Devide et impera merupakan strategi politik pecah belah dan adu domba. Tujuannya adalah mendapatkan atau menjaga kekuasaan dengan cara memecah kelompok besar menjadi kelompok-kelompok kecil sehingga mudah ditaklukkan.
Selain menggunakan strategi adu domba, pemerintah Kolonial Belanda juga berupaya menjauhkan orang Arab dari pribumi Nusantara. Pada saat itu, Belanda mendirikan kampung Arab untuk orang-orang Arab yang tinggal di Hinda Belanda. Tujuannya agar pengaruh dakwah Islam yang anti kolonialisme dan menentang keras penjajahan, tidak menyebar secara luas kepada kaum pribumi Nusantara.

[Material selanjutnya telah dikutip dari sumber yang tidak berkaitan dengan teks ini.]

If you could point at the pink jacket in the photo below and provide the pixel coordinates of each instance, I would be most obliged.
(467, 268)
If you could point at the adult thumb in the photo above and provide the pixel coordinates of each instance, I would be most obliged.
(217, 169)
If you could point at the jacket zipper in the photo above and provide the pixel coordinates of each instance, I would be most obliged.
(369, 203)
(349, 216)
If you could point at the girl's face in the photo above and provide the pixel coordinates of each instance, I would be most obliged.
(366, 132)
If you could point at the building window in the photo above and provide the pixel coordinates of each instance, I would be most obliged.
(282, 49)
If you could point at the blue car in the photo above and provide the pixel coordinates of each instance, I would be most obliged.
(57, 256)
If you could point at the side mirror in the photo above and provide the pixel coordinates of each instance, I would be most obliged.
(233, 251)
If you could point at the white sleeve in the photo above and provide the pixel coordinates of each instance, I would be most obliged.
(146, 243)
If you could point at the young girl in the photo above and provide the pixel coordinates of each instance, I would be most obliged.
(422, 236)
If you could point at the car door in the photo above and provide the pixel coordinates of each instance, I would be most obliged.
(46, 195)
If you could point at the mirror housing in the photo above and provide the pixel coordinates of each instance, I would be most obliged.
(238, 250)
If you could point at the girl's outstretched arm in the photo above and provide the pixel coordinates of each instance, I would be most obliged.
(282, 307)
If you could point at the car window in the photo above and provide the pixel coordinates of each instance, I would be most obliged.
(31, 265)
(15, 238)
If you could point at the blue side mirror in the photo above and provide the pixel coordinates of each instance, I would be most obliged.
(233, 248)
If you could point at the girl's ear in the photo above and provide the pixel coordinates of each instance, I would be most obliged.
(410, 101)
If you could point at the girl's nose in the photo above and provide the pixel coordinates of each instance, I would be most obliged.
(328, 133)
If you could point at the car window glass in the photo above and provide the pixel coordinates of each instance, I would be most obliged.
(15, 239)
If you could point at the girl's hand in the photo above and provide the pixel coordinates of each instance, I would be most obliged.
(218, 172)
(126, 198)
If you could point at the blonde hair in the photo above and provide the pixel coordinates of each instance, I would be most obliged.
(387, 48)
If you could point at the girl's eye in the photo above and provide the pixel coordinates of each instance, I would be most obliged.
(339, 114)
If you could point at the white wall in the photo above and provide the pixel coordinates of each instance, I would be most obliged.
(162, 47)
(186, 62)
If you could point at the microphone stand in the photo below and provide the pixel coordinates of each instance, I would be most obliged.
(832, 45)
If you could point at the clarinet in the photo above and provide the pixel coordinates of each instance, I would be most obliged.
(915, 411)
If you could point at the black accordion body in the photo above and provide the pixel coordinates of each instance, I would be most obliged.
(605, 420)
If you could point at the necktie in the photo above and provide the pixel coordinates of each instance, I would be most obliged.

Tidak hanya sampai disitu, pengaruh Islam tentang nilai-nilai keadilan dan pendidikan juga dipersempit. Perlakuan-perlakuan Belanda itulah yang mendasari berdirinya Peranakan Arab Indonesia (PAI) dan sumpah pemuda keturunan Arab. Hal tersebut juga membuktikan bahwa orang Arab juga memiiiki rasa nasionalisme kepada bangsa Indonesia.
Rasa Nasionalisme yang Tidak Pandang Bulu
AR Baswedan juga pernah menuliskan tentang peranakan Arab yang sangat berkesan untuk Indonesia. Pada tulisannya tersebut, beliau menuliskan bahwa orang Arab ini di mana mereka berdiri dan lahir, di sanalah tanah air mereka.
Hal tersebut sekaligus menandakan bahwa rasa nasionalisme Indonesia bisa dimiliki oleh semua orang tanpa terkecuali, termasuk dari orang keturunan negara lain. Jadi jangan mudah menuduh orang-orang yang bukan keturunan Indonesia asli anti terhadap NKRI, contohnya seperti menuduh keturunan Arab dan Cina.
Selain itu kita juga tidak usah merasa paling nasionalis terhadap bangsa Indonesia. Karena belum tentu rasa nasionalisme kita dan golongan kita lebih besar daripada rasa nasionalisme orang-orang non-pribumi.